全長13.18m、幅5.2mで、橋の中央部が少し高くなり、3段の階段式になっています。欄干は、切石を利用した質素なつくりですが、見えない部分にほぞをつくって巧みに組み合わせています。
橋のアーチは円弧を用い、橋脚部は布積みで、その他はあいかた積みにしています。川床にも石を敷いて、橋脚部を川の浸食から防いでいます。
取付道路は緩やかな曲線を描きながら、勾配を調整して橋に取り付けられています。道幅は約2.6mで、橋の東側28m、西側18.5mが指定されています。
小ぶりですが、きれいなアーチ橋ですね。
残念ながら、川底にも敷き詰められているという石畳までは見ることができません。
少し離れたところから、ヒジガー橋と、そこに向かう取付道路を見たところ。
橋に向かっている道路は文化財の石畳道なのでしょうが、交差している道がよくわかりません。これも旧道なのか?
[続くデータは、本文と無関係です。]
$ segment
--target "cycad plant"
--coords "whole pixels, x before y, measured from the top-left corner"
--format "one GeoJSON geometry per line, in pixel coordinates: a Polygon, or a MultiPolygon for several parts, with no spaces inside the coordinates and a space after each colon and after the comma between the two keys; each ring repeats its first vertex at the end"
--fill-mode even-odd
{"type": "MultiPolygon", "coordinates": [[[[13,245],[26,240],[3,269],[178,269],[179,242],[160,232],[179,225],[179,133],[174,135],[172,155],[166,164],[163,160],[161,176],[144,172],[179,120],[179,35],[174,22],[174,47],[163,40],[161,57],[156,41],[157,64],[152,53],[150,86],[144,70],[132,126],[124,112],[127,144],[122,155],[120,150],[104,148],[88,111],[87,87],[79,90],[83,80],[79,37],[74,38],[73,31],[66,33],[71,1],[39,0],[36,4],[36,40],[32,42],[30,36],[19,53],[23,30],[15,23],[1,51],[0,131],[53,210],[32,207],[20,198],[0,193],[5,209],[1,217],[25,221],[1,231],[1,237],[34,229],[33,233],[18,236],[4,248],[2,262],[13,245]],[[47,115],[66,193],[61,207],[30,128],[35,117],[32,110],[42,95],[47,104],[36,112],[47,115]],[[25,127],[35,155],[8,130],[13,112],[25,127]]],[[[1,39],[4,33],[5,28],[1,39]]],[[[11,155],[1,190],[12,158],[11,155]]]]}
ちなみにヒジ川(ヒジガー)のヒジは肘ではないことは確かだと思うのですが、現地近くの別の史跡であるヒジガービラの解説板には「湧水地(ヒジガー)の鍾乳石がヒゲ、方言でヒジのようになっている」と書かれているのですが、久手堅憲夫『首里の地名-その由来と縁起』では、豊かな水量を誇った湧水があったことから「他の井泉ではひき比べることができない泉の義をいうた“比擬ガー”からヒジガーに変わった」としています。
晴れていれば気持ちの良い散歩道になる金城ダムの緑地でした。